To identify study candidates, the clinical team at the participating TCs assessed the patients admitted each week. Potentially eligible patients were informed of the study objectives and asked to participate. Full anonymity and confidentiality were assured. All patients were evaluated by an external psychologist (E.V.M.) with an undergraduate degree in psychology and a master’s degree in clinical psychology. The external evaluator received specific training in the administration of the clinical interviews for all the semi-structured instruments used in the study. The baseline evaluation was carried out approximately 15 days after admission to minimise the impact of intoxication and withdrawal symptoms, as these could have influenced the clinical evaluation. The interviews were conducted in an office at the participating TCs. Participants did not receive any financial compensation or any other type of privilege for participating in the study. All candidates were informed that non-participation in the study would not affect the quality of the treatment received at the TC and that they could refuse consent and withdraw from the study at any time without any negative consequences. The length of stay at the TC, defined as the time from admission to discharge, was registered for all patients. All clinical data were anonymised for the analysis to ensure data confidentiality.

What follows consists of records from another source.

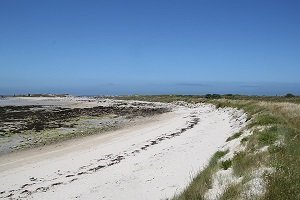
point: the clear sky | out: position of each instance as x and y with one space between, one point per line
147 46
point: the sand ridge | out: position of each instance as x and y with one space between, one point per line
153 161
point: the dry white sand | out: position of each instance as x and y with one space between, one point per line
153 160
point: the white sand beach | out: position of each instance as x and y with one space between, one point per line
154 159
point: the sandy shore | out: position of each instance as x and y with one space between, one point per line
152 160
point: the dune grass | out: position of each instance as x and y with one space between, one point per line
276 124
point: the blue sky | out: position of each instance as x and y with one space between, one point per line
150 47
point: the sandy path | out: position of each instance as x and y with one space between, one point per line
154 160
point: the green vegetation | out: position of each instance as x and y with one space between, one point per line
275 122
203 181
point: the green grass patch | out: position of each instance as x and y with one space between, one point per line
232 192
203 181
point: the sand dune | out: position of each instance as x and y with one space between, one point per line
152 160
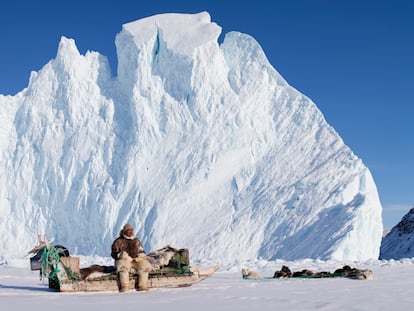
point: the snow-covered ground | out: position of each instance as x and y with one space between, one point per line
391 289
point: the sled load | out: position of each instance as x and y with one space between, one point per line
170 268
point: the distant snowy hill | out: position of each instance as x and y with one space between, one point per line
196 144
399 243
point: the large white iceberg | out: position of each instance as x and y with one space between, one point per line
196 144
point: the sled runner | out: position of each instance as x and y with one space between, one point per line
65 275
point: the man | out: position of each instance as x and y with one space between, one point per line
129 255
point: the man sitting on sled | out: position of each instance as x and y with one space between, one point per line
129 255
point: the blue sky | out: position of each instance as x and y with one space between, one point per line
354 59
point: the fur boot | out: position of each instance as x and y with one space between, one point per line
123 266
143 266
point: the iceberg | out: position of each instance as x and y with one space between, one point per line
196 143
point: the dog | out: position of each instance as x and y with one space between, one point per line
252 275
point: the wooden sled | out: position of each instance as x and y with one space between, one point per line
67 280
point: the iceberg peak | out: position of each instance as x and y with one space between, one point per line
181 32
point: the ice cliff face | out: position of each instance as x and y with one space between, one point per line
399 243
196 144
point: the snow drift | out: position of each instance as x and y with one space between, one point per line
196 144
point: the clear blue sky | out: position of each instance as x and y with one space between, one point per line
354 59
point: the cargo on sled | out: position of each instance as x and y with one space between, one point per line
65 275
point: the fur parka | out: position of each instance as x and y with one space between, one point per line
132 246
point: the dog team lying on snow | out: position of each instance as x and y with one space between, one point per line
345 271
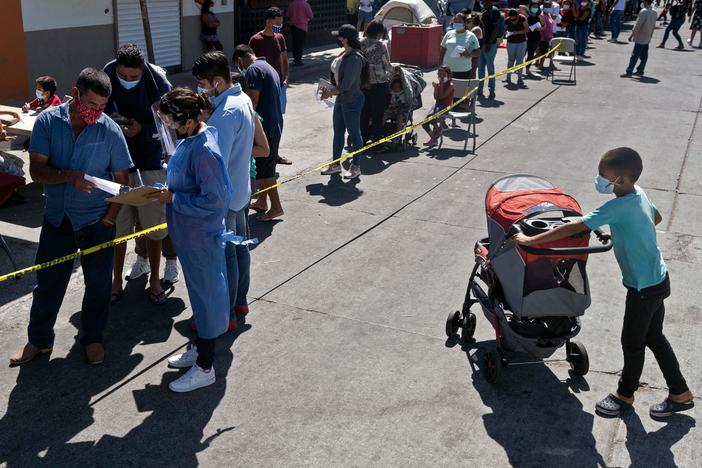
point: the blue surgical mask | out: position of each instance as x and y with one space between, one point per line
602 185
128 84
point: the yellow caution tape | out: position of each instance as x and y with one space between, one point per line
159 227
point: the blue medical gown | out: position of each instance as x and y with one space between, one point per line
197 176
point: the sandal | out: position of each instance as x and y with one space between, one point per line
611 406
116 297
157 299
667 407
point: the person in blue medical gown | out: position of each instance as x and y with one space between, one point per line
197 197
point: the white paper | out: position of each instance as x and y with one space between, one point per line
326 103
457 51
113 188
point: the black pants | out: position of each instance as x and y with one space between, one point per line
298 36
372 115
205 352
532 47
643 327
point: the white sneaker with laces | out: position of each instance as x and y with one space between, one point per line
171 274
333 169
185 360
192 380
139 268
353 172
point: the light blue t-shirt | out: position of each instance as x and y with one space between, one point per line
99 150
233 117
631 221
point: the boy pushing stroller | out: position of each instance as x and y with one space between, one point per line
632 219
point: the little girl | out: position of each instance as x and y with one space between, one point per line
443 94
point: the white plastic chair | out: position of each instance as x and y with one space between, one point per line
464 111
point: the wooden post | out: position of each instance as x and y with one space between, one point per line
147 31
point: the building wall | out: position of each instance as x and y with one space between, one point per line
190 30
13 61
58 42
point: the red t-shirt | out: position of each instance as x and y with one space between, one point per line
269 47
55 101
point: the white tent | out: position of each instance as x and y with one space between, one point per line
405 12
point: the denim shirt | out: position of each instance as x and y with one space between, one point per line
233 117
99 150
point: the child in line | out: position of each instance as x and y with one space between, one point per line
444 90
632 219
45 95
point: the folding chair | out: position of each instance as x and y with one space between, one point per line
462 87
567 46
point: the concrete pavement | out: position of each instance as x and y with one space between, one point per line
343 361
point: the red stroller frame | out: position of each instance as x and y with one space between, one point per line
532 296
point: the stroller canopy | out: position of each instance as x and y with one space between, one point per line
535 285
405 12
513 197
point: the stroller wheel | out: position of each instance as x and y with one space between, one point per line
493 366
468 326
576 355
452 323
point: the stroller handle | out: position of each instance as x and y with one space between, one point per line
605 239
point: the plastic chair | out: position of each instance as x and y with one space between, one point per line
463 87
567 46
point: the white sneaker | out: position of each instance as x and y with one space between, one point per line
353 172
192 380
139 268
333 169
185 360
171 274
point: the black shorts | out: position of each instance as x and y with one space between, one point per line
265 167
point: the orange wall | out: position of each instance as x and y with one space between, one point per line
13 56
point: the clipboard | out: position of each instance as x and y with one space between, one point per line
135 197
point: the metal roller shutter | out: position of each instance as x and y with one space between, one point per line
164 18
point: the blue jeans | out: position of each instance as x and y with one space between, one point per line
597 18
347 118
238 259
581 32
615 23
515 56
487 60
48 294
640 52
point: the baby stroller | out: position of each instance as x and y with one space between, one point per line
413 84
532 296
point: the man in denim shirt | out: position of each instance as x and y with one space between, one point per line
234 118
67 143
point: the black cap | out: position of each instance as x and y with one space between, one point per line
346 31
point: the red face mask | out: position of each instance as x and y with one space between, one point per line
89 116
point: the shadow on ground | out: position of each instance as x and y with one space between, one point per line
53 400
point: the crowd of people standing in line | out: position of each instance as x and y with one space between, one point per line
228 132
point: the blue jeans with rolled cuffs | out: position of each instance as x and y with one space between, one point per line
238 260
347 118
48 294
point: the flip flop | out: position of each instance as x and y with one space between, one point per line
667 407
157 299
611 406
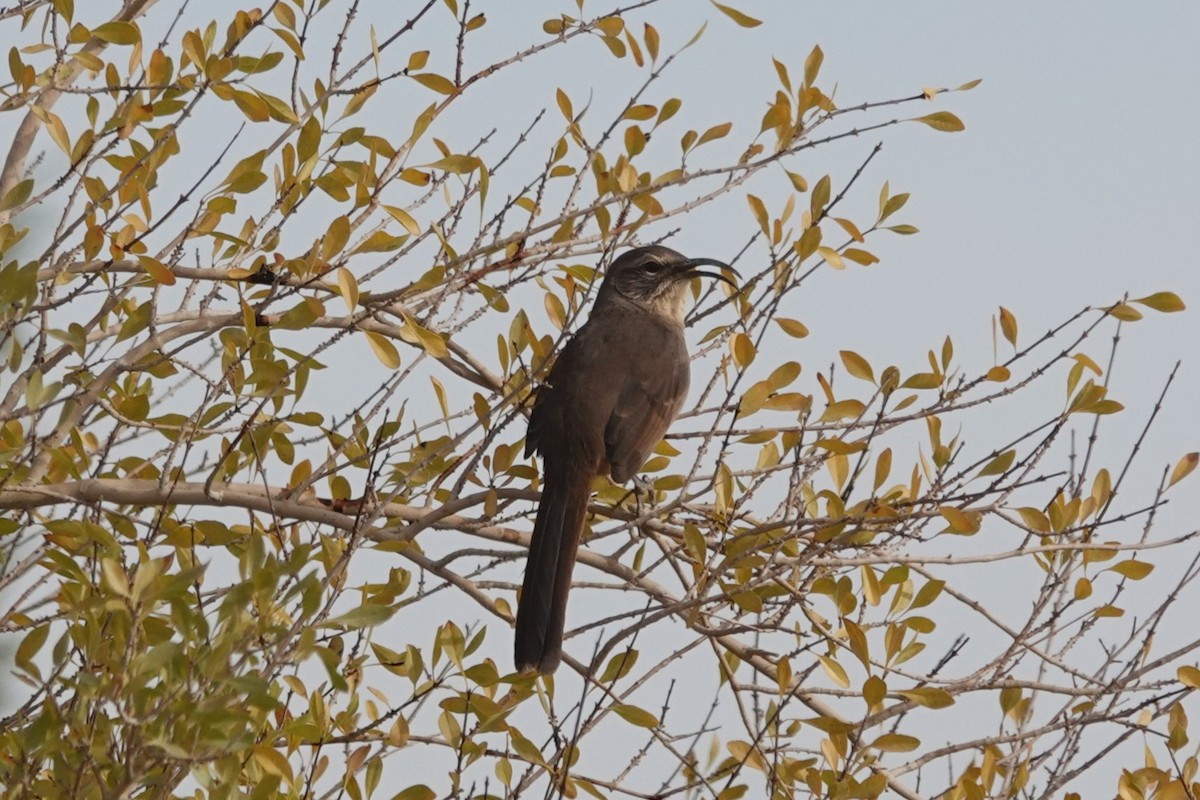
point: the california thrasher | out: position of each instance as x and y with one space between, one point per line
607 401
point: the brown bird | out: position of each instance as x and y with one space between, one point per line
607 401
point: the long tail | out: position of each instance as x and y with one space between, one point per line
556 537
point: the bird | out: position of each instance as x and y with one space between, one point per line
607 400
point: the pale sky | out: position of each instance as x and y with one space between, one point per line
1077 179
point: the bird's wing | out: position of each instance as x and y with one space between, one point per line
648 401
571 407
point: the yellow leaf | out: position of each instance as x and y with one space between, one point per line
832 257
58 132
743 350
1125 312
931 698
895 743
1183 468
17 194
1188 677
652 41
157 270
631 714
335 238
942 121
793 328
1163 301
1035 519
436 82
849 409
564 104
405 218
857 366
834 671
118 32
348 287
384 350
760 212
1000 464
1132 569
1008 325
961 522
813 65
745 20
715 132
457 164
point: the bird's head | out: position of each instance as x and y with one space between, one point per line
659 277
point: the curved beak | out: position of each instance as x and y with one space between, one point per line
689 270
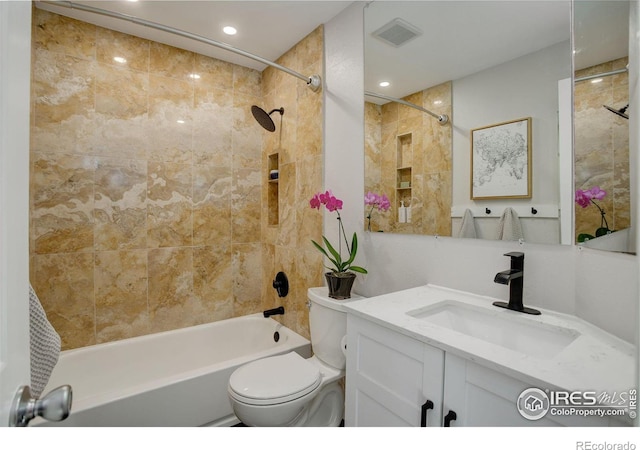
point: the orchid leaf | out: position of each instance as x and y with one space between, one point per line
336 255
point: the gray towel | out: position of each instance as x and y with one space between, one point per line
509 227
44 343
468 226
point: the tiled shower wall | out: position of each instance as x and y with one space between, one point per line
602 146
298 143
430 159
146 183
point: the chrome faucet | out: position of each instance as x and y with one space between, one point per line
514 277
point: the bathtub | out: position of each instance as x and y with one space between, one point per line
174 378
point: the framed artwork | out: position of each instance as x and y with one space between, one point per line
501 160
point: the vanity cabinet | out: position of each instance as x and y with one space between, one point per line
395 380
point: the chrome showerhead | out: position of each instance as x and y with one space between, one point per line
622 112
264 118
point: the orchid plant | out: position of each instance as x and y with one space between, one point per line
381 202
587 197
341 266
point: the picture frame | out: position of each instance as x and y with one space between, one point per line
501 160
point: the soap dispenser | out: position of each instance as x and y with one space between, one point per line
402 213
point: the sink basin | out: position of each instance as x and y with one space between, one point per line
500 327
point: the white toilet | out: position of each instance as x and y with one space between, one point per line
290 391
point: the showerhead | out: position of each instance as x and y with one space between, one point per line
264 118
622 112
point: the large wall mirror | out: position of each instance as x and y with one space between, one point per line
601 124
501 72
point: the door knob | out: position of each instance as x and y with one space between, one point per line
55 406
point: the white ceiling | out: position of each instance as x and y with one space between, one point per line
459 37
265 28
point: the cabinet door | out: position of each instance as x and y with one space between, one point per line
484 397
386 376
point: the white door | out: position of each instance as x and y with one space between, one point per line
15 57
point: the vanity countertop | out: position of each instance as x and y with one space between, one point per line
594 360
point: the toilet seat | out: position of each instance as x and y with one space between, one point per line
273 380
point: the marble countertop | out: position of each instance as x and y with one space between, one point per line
594 360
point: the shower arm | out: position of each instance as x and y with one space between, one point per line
442 119
313 81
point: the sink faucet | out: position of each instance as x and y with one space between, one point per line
514 277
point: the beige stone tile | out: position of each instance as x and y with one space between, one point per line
211 205
212 128
247 133
124 138
172 62
64 284
63 87
112 44
309 124
121 295
247 81
121 93
170 124
120 204
213 280
171 301
245 206
62 34
247 260
214 73
169 200
62 203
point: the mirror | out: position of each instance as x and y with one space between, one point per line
601 121
486 65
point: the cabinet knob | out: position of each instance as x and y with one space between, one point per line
423 418
451 415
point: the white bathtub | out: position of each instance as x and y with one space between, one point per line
174 378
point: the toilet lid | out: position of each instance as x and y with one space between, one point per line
276 379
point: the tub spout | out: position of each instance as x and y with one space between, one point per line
274 311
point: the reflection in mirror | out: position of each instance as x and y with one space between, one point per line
601 120
482 64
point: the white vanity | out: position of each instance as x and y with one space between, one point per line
432 356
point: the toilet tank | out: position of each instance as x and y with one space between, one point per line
328 326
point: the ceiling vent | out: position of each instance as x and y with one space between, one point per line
397 32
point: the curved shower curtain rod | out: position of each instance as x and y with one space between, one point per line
442 118
313 81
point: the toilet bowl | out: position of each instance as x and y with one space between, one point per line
288 390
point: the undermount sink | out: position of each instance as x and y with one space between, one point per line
500 327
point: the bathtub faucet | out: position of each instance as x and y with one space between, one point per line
274 311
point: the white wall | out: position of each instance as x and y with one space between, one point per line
598 286
524 87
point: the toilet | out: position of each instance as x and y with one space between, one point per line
291 391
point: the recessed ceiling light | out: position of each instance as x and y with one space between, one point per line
229 30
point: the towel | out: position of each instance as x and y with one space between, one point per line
44 344
509 228
468 226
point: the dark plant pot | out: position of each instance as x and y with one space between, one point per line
340 284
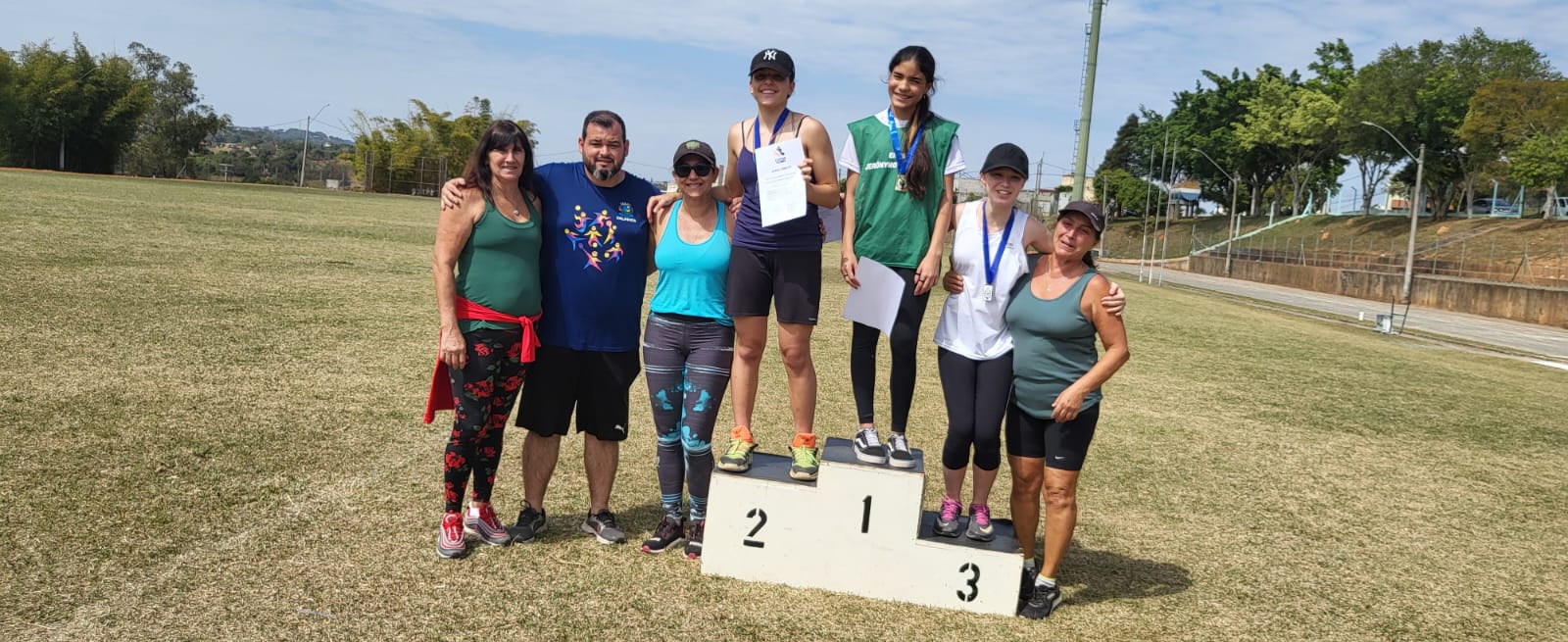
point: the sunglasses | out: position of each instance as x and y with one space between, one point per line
700 169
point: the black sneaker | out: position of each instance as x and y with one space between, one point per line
695 539
666 534
603 526
899 454
1042 602
530 523
867 448
1026 587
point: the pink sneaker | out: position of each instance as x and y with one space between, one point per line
980 523
482 523
451 540
948 519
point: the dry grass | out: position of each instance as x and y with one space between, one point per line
212 433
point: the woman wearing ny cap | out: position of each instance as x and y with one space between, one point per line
778 264
974 354
687 344
896 212
1054 318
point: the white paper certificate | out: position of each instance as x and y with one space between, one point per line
781 190
875 303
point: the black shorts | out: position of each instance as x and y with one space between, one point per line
1062 445
596 383
788 278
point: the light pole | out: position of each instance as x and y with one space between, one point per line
1415 204
1236 187
308 140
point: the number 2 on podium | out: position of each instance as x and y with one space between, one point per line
762 519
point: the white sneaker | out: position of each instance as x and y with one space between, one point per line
869 448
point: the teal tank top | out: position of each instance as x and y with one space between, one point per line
1053 346
499 268
692 276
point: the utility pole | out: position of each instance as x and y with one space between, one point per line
308 140
1081 164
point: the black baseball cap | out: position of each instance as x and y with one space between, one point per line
1089 211
1007 156
776 60
698 148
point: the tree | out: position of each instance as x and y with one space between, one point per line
177 123
1293 123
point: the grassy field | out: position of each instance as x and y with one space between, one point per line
212 432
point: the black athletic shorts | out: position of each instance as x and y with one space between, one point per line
788 278
1062 445
596 383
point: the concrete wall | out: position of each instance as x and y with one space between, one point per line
1502 300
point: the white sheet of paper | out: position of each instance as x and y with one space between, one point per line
831 223
875 303
781 190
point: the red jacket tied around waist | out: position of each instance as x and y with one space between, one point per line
441 381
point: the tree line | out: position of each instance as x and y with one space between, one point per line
1484 109
68 109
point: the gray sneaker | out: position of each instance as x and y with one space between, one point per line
603 526
899 454
980 527
530 523
867 448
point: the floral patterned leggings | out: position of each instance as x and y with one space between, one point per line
483 394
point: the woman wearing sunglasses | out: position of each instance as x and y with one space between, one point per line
687 344
898 204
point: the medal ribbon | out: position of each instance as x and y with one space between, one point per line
985 242
757 129
898 149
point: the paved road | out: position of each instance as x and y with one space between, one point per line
1523 338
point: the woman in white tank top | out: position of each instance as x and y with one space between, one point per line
974 347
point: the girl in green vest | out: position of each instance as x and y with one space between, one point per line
898 204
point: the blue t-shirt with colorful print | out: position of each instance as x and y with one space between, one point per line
593 261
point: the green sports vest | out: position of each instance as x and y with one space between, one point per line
885 219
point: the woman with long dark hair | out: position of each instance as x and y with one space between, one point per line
488 297
898 212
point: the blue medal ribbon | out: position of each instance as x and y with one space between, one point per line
757 129
985 234
898 149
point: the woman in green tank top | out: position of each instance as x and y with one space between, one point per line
1054 318
488 295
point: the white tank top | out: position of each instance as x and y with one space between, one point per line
971 325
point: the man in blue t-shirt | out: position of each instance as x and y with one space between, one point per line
593 269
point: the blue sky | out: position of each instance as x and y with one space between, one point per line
676 71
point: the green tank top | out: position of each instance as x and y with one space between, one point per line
499 268
891 226
1053 346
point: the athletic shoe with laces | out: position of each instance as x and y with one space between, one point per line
899 454
804 464
695 539
603 526
451 542
1042 602
666 535
739 456
867 446
530 523
980 523
482 523
948 519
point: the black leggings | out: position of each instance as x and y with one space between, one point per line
902 344
483 394
976 394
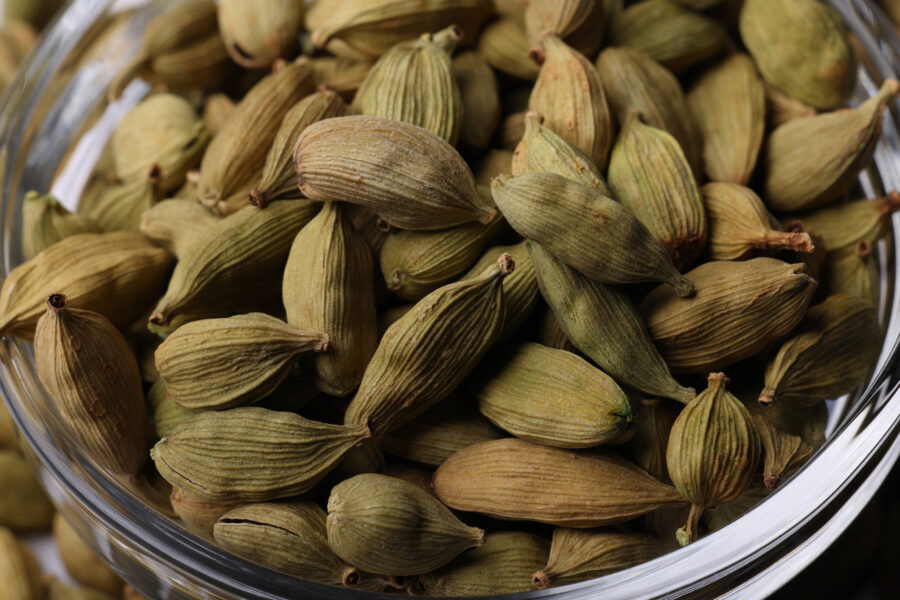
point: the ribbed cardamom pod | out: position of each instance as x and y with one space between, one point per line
414 82
551 397
651 177
505 45
256 35
801 48
45 221
415 263
503 565
544 151
228 266
833 351
728 102
739 224
279 181
217 455
739 307
425 355
581 554
432 437
674 37
481 109
223 363
159 140
783 453
601 321
92 376
409 176
327 286
516 480
569 94
568 217
387 526
634 80
713 453
176 224
114 274
235 158
288 537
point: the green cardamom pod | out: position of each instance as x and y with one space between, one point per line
713 453
387 526
217 454
566 217
738 309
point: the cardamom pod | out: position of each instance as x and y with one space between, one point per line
387 526
581 554
728 102
217 455
835 348
569 94
289 537
739 224
738 309
800 48
516 480
713 453
425 355
622 248
327 286
90 372
551 397
814 161
409 176
651 177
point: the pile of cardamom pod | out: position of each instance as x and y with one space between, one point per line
419 294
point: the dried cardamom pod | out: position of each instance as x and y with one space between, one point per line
651 177
833 351
728 102
327 286
223 270
223 363
90 372
634 80
739 224
601 321
800 48
414 82
544 151
674 37
425 355
713 453
516 480
409 176
387 526
551 397
236 156
159 140
176 224
622 248
814 161
288 537
279 181
739 307
569 94
217 455
581 554
45 221
258 34
503 565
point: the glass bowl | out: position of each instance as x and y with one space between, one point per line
42 116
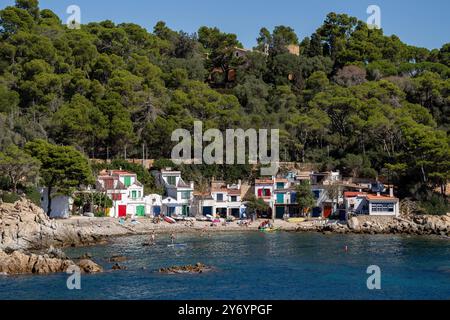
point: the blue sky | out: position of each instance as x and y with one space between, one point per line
421 23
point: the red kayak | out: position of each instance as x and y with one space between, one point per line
169 220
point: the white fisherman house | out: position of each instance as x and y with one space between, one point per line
127 194
179 194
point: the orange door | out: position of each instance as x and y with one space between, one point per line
327 212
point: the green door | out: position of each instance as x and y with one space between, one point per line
280 198
140 211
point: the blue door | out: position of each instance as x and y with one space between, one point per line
207 211
280 198
156 211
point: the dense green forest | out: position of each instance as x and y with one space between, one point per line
353 99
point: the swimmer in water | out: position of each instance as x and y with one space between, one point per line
152 238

All of the ethical standards of the Declaration of Helsinki for research with people were followed. The research protocol was approved by the Research Ethics Committee at the University of Granada.

2.5. Statistical Analysis

For the descriptive analyses, we calculated means with standard deviations (SDs) or percentages, as appropriate. To evaluate the hypothesis, we calculated the differences in means using Student’s t-test for quantitative variables and χ2 for qualitative variables. The cut-off for statistical significance was p ≤ 0.05. We applied a mean difference analysis (t-test for paired samples) to assess changes in group means between the baseline and the 3-month assessments. To evaluate “clinically significant changes” in the QoL-related variables from baseline to the 3-month assessment individually for each patient, we used the Reliable Change Index (RCI) developed by Jacobson and Truax [51]. The RCI defines a “clinically significant change” as a change over time from impaired to normal functioning. Statistically, this requires the establishment of a cut-off point on the RCI to distinguish between “normal” and “dysfunctional” populations. To be considered a clinically relevant change, the RCI score must be ≥two SDs above the mean value. All statistical analyses were performed with the SPSS statistical package, v.22 (IBM Corp., Armonk, NY, USA).

3. Results

3.1. Baseline Comparison: Patients Who Reached the 3-Month Assessment versus Early Dropouts

Of the 226 patients admitted to the study (Table 1, columns 2 to 5), 142 reached the 3-month assessment (“completers”), translating into a cumulative retention rate of 62.8%. The remaining 37.2% abandoned treatment early (“non-completers”). The “completer” group was comprised of a significantly higher proportion of single patients and a lower percentage of retired/disabled patients compared to the non-completers. In addition, the completer group had lower mean scores on the STAI state anxiety and BDI depressive symptom scales. No between-group differences were observed in the scores of the HRQOLDA and OTI-HSS scales, nor in the prevalence of dual diagnosis. No differences between the groups were observed with regard to substance use-related variables.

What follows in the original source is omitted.